Determine whether there is a safety threat present. If a threat to the child’s safety is identified at any stage refer to Children’s Social Care Services.Throughout the assessment process and within any services being provided the needs of the child must not become overshadowed by the focus on the adults and the range of services being provided must include support and services for the children in the family.The assessment should include contact with a range of support services such as refuge projects and the voluntary sector.

The Police are often the first point of contact with families in which domestic violence and abuse takes place although the Ambulance Service and Accident and Emergency Departments can also often be involved as a first point of contact.When responding to incidents of abuse, the agency in question should always find out if there are any children in the household or any children who would normally live in the household. The Police or other agencies should always physically check other children present unless impracticable.

Professionals will undertake an assessment and if they have specific concerns about the safety and welfare of a child will always make a referral to Children’s Social Care Services. A referral will always be made where:

  • The child made the original call (usually to the Police);
  • The child has been injured;
  • The child has been used as a shield;
  • A pregnant woman is involved in a violent incident;
  • The victim is assessed as High Risk using the DASHH assessment by the Police and there is a child in the household;
  • A multi-agency risk assessment conference (MARAC) is convened and there are children in the household;
  • Any other circumstances, which are judged by a professional to warrant a referral.

In addition, in situations where adults in a household where children live display intimidating or threatening behaviour towards professionals the possible impact of this type of behaviour should always be considered within the assessment of risk to the children.

5.2 Assessing the Needs of Children and Young People in Contact with a Parent who Perpetrated Domestic Violence and Abuse

In situations when the adult victim has left the perpetrator taking the child/ren, professionals need to be alert to the ongoing potential for risk. The dynamics of domestic violence and abuse are based on the perpetrator maintaining power and control over their partner. Challenges to that power and control, for example, by separation may increase the likelihood of escalating violence. Statistically the period following separation is the most dangerous time for serious injury and death. Professionals in contact with children and their families in these circumstances may decide that the Family Support Process is indicated and in all cases would need to consider:

  • The previous level of physical danger to the adult victim and in particular the presence of the child during violent episodes;
  • The previous pattern of power, control and intimidation in addition to the physical violence;
  • The level of coercive or manipulative behaviour of the parent who was violent;
  • Any threats to hurt or kill family members or abduct the child/ren;
  • Any information about parental drug or alcohol misuse, or poor mental health;
  • Any reported stalking or obsession about the separated partner or the family;
  • The motivation of the parent in seeking/ maintaining contact with the child/ren – is it a desire to promote the child’s best interest or as a means of continuing intimidation, harassment or violence to the other parent;
  • The child/ren’s views about contact and whether they have any worries about the contact taking place;
  • Has there been a shared decision regarding the arrangements for contact including location;
  • The likely or reported behaviour of the parent during contact and its effect on the child;
  • The partners level of care and supervision of the child/ren in the past;
  • The attitude of the parent to their past violence and capacity to appreciate its effect and whether they are motivated and have the capacity to change;
  • Be alert to cultural issues when dealing with ethnic minority victims and that in leaving a partner they may be ostracised by family, friends and the wider community increasing the risks to their safety.

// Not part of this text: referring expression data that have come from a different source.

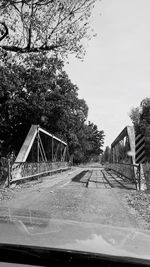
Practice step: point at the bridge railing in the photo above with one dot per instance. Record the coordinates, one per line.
(24, 170)
(129, 171)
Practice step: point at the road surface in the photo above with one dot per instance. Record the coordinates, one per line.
(89, 194)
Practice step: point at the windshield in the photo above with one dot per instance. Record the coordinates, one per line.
(75, 125)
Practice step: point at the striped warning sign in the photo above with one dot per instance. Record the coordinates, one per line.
(140, 149)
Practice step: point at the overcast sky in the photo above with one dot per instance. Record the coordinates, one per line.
(115, 73)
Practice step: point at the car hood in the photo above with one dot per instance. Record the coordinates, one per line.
(28, 227)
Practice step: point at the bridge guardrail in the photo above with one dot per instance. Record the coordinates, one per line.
(24, 170)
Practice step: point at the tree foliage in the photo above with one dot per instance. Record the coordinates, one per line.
(45, 25)
(38, 91)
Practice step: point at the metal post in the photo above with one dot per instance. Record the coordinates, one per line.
(9, 172)
(52, 148)
(139, 176)
(38, 150)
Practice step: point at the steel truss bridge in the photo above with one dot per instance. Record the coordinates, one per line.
(123, 157)
(42, 153)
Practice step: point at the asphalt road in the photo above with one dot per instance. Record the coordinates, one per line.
(89, 194)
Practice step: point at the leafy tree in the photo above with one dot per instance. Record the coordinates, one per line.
(38, 91)
(45, 25)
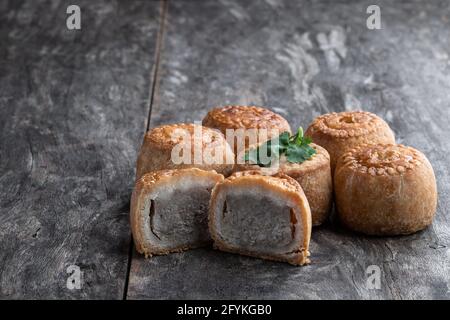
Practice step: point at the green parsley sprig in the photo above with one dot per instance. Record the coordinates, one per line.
(296, 148)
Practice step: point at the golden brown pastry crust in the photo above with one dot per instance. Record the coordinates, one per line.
(385, 189)
(314, 176)
(246, 117)
(279, 183)
(338, 132)
(145, 187)
(156, 149)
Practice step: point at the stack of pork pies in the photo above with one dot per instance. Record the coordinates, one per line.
(262, 196)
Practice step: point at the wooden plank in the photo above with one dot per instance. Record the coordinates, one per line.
(73, 109)
(304, 58)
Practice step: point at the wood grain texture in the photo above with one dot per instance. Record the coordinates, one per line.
(302, 59)
(73, 109)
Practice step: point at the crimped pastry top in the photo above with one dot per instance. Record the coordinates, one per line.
(382, 159)
(235, 117)
(169, 135)
(154, 177)
(347, 124)
(279, 180)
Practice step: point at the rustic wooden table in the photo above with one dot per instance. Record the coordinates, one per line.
(74, 106)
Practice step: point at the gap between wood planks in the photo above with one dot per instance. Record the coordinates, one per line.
(154, 76)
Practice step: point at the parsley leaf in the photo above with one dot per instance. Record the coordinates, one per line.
(295, 147)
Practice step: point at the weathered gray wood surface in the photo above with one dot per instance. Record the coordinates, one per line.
(304, 58)
(73, 109)
(74, 106)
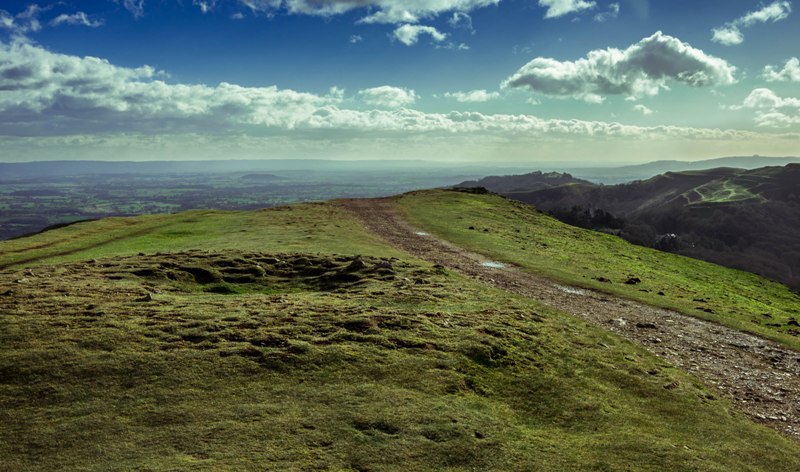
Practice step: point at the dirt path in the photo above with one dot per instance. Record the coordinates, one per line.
(761, 377)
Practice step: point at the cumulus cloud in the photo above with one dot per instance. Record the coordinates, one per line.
(382, 11)
(409, 34)
(79, 19)
(24, 22)
(474, 96)
(461, 20)
(610, 14)
(641, 70)
(772, 111)
(136, 7)
(557, 8)
(63, 98)
(789, 73)
(730, 34)
(205, 6)
(388, 97)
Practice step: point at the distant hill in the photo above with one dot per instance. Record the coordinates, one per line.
(526, 182)
(260, 177)
(295, 338)
(747, 219)
(613, 175)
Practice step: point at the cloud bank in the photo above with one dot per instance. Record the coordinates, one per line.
(641, 70)
(730, 34)
(382, 11)
(474, 96)
(789, 73)
(388, 97)
(409, 34)
(558, 8)
(772, 111)
(79, 103)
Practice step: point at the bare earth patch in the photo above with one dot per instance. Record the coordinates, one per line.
(760, 376)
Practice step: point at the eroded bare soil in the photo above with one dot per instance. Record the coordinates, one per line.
(761, 377)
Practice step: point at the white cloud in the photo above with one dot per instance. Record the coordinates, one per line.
(388, 97)
(727, 35)
(461, 20)
(641, 70)
(409, 34)
(557, 8)
(474, 96)
(24, 22)
(136, 7)
(772, 111)
(80, 19)
(381, 11)
(205, 5)
(730, 34)
(610, 14)
(789, 73)
(70, 104)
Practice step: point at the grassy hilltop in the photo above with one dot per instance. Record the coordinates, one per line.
(293, 339)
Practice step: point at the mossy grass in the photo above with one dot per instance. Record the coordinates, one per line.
(114, 365)
(516, 233)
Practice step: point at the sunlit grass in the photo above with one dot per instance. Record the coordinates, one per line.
(516, 233)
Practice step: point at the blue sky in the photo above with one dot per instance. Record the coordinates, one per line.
(475, 80)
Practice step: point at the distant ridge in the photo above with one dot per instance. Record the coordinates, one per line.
(645, 171)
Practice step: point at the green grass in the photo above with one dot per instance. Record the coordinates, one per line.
(309, 227)
(519, 234)
(414, 368)
(724, 191)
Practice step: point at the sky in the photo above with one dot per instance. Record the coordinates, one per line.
(491, 81)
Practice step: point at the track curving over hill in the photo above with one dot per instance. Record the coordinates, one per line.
(761, 377)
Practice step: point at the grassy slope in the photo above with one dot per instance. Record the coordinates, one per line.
(309, 227)
(518, 234)
(379, 375)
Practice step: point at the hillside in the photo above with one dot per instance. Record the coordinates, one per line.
(523, 183)
(295, 338)
(746, 219)
(616, 175)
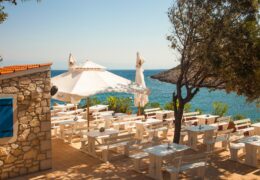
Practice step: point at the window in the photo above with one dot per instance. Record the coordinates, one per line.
(6, 117)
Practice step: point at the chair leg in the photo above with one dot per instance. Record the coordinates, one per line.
(105, 155)
(201, 172)
(164, 135)
(234, 154)
(137, 164)
(210, 147)
(174, 176)
(224, 144)
(126, 151)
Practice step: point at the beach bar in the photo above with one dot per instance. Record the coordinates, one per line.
(25, 133)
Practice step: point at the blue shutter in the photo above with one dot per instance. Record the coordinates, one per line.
(6, 117)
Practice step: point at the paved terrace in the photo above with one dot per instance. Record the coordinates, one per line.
(70, 163)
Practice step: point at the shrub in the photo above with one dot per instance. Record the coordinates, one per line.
(219, 108)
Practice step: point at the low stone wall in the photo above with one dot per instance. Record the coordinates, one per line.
(31, 151)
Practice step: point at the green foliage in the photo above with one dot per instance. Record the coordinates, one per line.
(153, 105)
(119, 104)
(219, 108)
(169, 106)
(187, 107)
(199, 110)
(238, 117)
(94, 101)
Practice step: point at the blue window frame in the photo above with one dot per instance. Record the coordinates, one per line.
(6, 117)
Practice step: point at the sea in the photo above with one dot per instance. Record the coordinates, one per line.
(162, 93)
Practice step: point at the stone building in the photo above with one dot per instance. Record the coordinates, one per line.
(25, 129)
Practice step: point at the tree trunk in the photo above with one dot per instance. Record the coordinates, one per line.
(178, 117)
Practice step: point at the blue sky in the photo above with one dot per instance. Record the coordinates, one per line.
(107, 32)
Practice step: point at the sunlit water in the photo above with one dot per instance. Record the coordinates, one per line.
(162, 92)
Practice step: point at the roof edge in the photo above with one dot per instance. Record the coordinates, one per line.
(27, 71)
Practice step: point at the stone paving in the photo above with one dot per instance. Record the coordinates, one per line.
(70, 163)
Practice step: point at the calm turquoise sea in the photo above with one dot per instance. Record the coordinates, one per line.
(162, 92)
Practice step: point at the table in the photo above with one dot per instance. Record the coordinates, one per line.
(252, 146)
(140, 126)
(165, 114)
(63, 123)
(64, 107)
(221, 125)
(93, 135)
(98, 107)
(257, 128)
(64, 113)
(193, 132)
(156, 155)
(208, 118)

6. Managing Risk and Levels of Intervention

The Police currently use the Domestic Abuse Stalking and Harassment and Honour Abuse (DASHH) Identification and Risk Model. This is a 27 question preventative model which identifies the risk to the victim as Standard, Medium or High. It ensures that a risk management plan aimed at specific risk factors is put into place.

Children and Family Court Advisory Support Service have created their own domestic abuse assessment framework available on their website. Barnardo’s have also provided a useful model‘Assessing the risks to children from domestic violence’. The model highlights nine areas for assessment. The areas to consider are the risk to the children posed by the perpetrator; risks of lethality; perpetrator’s pattern of assault and coercive behaviours; impact of the abuse on the adult victim; impact of the abuse on the children; impact of the abuse on parenting roles; protective factors; and the outcomes of past help-seeking.

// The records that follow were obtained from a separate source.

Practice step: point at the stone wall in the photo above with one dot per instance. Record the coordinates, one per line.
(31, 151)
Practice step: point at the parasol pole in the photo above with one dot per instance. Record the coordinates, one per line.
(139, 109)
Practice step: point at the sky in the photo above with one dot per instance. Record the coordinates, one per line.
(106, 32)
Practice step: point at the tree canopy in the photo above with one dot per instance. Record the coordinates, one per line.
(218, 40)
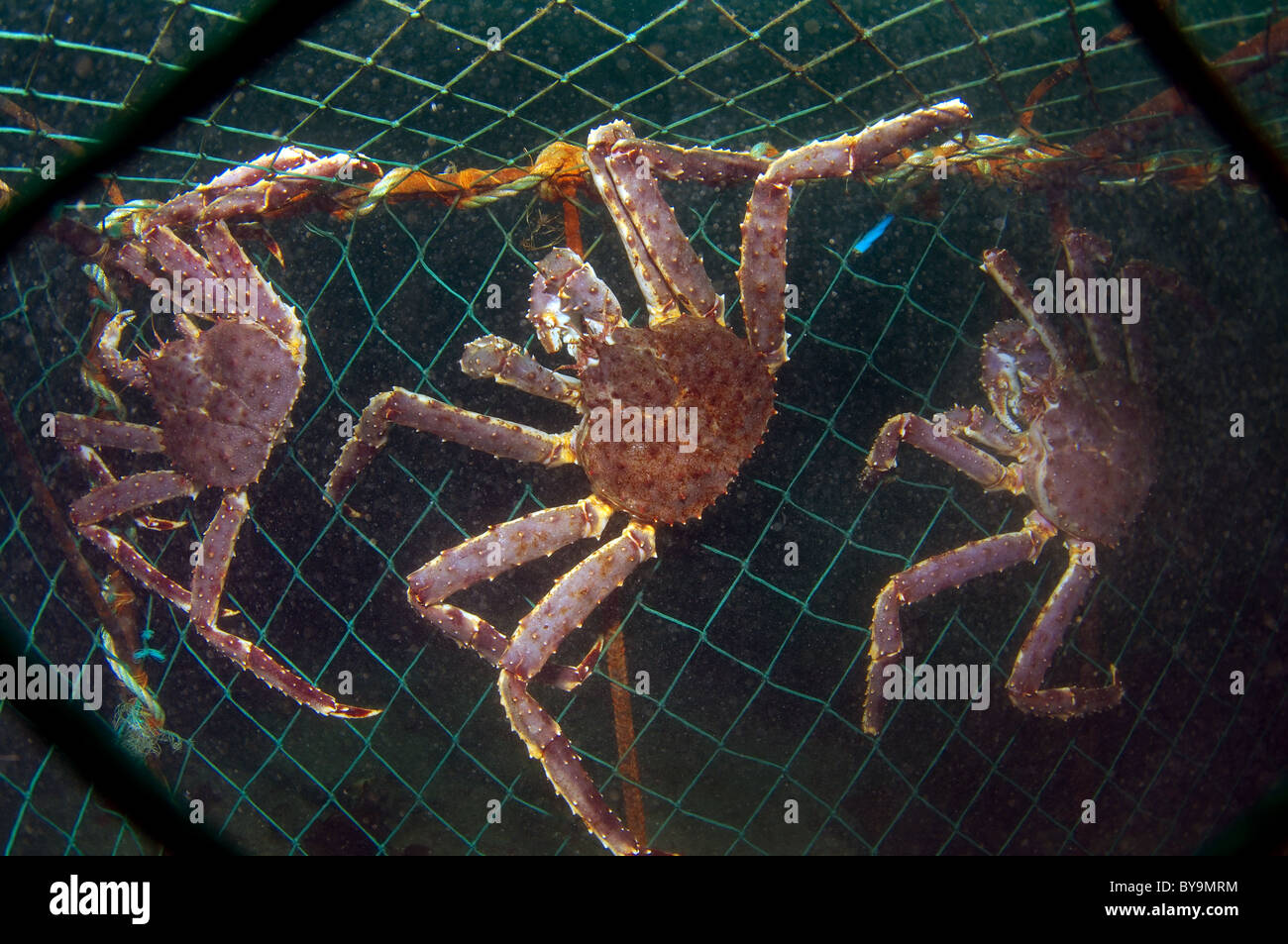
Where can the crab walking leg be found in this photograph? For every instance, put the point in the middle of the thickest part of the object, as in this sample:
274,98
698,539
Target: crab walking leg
73,430
960,455
402,407
484,557
699,165
1003,269
128,494
187,206
268,196
926,578
666,268
984,429
570,304
550,746
231,262
763,273
129,372
1038,648
537,636
207,587
1082,252
505,362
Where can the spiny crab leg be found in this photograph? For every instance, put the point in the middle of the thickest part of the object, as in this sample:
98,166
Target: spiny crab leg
960,455
1038,648
1003,269
127,494
187,207
666,268
1082,252
505,362
484,557
400,407
763,274
926,578
207,586
535,640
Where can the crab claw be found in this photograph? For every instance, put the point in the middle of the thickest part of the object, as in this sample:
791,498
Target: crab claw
570,301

The following guidance is taken from a number of sources but predominantly from the London LSCB Risk Matrix, which explores areas of risk and protective factors in relation to perpetrators, victims and children and suggests levels of intervention. The younger the children in the family, or the presence of special needs, the higher the risk to their safety.

Babies under 12 months old are particularly vulnerable to violence. Professionals who become aware of an incident of domestic violence and abuse in a family with a child under 12 months old (even if the child was not present) or in families where a woman is pregnant, should always complete a risk assessment to determine what action is required including consideration of whether a referral to Children’s Social Care Services is indicted.

The following indicators are provided to aid professional judgement when assessing risk and the appropriate level of intervention in response to reported incidents or domestic abuse.

Level 1: Factors which may indicate the potential risk of harm to the child/ren to be moderate:

  • Single or up to 3 minor incidents of physical violence and abuse which were short in duration and the victim did not require medical treatment;
  • Occasional intense verbal abuse;
  • Children were not present or not drawn into the incident;
  • Victim’s relationship to the child is nurturing, protective and stable;
  • Abuser accepts responsibility for the abuse/violence indicting remorse and willingness to engage in services to address abusive behaviour.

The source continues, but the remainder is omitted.